When, on the occasion of the Clintons’ first visit to Ireland, Finola Bruton dared to raise her voice in support of stay at home mothers, arguing that they should be cherished as much as career women, she was attacked hysterically. Mary Robinson had an easier time, aided possibly by her indisputable liberal credentials, when she said that “perpetuating the low status accorded to women in the home perpetuates their oppression".

The solution, therefore David, is not simply to pass on this lowly work to lowly women immigrants but to demand that housework and childcare be given the respect it deserves. For those who sigh wearily at this impossible aspiration there are other solutions.

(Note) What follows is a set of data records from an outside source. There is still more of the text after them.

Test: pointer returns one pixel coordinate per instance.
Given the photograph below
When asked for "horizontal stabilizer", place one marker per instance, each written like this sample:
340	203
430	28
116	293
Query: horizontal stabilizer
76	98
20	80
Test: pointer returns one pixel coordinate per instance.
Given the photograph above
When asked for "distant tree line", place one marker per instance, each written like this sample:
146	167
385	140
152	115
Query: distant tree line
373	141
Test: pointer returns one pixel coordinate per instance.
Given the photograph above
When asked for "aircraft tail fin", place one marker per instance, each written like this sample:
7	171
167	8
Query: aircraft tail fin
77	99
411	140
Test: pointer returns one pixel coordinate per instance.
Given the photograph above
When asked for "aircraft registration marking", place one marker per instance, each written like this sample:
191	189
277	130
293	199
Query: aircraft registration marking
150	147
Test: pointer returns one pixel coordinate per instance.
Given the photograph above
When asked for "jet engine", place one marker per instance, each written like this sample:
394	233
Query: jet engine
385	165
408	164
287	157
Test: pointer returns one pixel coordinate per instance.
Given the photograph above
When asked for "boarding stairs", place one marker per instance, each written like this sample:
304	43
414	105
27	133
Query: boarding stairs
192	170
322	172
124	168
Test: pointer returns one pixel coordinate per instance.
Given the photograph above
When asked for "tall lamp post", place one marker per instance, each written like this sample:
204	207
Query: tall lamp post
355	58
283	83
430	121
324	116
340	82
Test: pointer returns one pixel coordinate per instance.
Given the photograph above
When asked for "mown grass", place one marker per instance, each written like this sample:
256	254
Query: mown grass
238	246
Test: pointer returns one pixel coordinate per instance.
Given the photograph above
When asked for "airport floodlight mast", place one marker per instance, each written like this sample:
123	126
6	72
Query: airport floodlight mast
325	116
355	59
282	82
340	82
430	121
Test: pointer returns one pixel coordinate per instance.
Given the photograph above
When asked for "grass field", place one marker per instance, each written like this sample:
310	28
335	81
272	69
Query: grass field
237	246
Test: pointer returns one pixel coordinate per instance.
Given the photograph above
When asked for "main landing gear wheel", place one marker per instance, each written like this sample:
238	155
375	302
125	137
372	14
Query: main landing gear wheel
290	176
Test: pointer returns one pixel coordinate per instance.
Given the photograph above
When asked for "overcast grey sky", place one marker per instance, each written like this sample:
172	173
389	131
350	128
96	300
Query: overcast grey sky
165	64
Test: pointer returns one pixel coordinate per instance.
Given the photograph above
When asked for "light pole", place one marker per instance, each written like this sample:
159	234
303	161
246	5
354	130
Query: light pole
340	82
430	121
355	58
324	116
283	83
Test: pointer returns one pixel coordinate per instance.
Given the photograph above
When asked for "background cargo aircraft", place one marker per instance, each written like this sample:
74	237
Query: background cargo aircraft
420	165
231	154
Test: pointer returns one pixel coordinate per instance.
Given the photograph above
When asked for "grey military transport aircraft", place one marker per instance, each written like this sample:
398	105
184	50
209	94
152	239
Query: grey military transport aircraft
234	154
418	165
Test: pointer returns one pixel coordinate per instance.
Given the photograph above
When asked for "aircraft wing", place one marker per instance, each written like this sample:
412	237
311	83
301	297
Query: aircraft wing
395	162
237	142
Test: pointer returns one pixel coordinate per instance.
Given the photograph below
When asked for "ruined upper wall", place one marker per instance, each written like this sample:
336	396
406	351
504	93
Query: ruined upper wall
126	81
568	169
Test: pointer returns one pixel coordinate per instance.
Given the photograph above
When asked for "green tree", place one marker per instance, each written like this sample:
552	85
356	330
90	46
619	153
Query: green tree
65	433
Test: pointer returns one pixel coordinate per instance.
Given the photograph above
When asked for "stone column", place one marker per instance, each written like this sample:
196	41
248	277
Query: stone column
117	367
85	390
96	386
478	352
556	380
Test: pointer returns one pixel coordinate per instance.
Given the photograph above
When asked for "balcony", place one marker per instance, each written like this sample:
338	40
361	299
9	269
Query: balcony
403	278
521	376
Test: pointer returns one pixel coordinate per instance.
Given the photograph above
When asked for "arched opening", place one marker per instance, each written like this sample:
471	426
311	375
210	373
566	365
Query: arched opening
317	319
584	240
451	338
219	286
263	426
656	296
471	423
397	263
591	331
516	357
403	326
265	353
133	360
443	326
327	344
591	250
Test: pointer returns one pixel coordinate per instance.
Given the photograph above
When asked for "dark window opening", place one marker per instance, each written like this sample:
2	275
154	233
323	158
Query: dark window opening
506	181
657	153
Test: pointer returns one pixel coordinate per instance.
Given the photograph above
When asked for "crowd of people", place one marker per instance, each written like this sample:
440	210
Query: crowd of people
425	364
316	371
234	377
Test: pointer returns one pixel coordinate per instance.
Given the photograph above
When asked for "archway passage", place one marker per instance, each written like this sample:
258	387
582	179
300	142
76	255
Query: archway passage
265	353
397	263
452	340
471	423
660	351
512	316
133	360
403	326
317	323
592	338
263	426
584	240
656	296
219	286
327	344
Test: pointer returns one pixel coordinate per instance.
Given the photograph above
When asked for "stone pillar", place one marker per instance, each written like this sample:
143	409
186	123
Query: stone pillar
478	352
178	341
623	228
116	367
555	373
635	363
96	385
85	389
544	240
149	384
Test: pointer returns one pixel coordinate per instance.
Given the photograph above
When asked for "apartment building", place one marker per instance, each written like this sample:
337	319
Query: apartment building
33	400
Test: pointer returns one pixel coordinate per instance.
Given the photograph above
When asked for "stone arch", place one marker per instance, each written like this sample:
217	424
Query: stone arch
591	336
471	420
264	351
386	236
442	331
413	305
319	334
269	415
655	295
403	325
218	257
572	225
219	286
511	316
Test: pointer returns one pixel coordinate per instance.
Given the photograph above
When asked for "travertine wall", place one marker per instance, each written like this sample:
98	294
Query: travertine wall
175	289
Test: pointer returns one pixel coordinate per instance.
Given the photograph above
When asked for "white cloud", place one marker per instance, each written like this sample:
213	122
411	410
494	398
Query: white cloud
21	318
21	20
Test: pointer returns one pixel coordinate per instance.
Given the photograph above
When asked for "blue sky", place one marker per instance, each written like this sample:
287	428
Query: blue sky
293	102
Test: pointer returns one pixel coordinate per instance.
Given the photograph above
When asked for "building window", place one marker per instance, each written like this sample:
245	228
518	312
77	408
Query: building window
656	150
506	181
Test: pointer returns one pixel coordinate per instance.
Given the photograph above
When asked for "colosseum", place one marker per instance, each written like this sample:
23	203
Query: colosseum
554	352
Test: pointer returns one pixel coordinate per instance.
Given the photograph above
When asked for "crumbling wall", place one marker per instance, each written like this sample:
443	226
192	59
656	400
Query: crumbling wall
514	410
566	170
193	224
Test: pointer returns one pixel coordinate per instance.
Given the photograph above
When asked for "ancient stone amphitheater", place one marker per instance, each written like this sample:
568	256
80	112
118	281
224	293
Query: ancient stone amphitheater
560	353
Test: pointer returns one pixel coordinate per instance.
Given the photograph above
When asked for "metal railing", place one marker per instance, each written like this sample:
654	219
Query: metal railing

To start with, one could actually reduce the amount of housework done. Isn’t it odd that the invention of labour saving domestic appliances didn’t save any labour at all? They just enabled the creation of more work. Washing machines and tumble driers resulted in the acquisition of more clothes which we wash more often. The consequence of having great toilet cleaner was the installation of four toilets in the house instead of one and the waging of a continual and mythical war on germs. The better the cleaning products, the more we have to clean. Isn’t it funny that men like David who, sick of listening to their wives complain about housework just suggest outsourcing the problem instead of agreeing that less housework is an option?

Finally, David warns that the problem of getting someone to do the housework is going to get worse and feminists (not men) will have to come up with a solution. This is because women are going to have to work longer and harder in the real workplace as Enterprise Ireland implements our unique strategy of moving Ireland up the value chain. He makes no mention of women being welcomed back in to the workplace when her work at home is done or doing part-time work. Is it not a more obvious solution, for all workers, men and women, to simply refuse to work long hours and demand family friendly schedules. Achieving a work-life balance should be the goal for all of us instead of accepting that we are of no worth to society unless we are full time corporate slaves. That’s a real solution.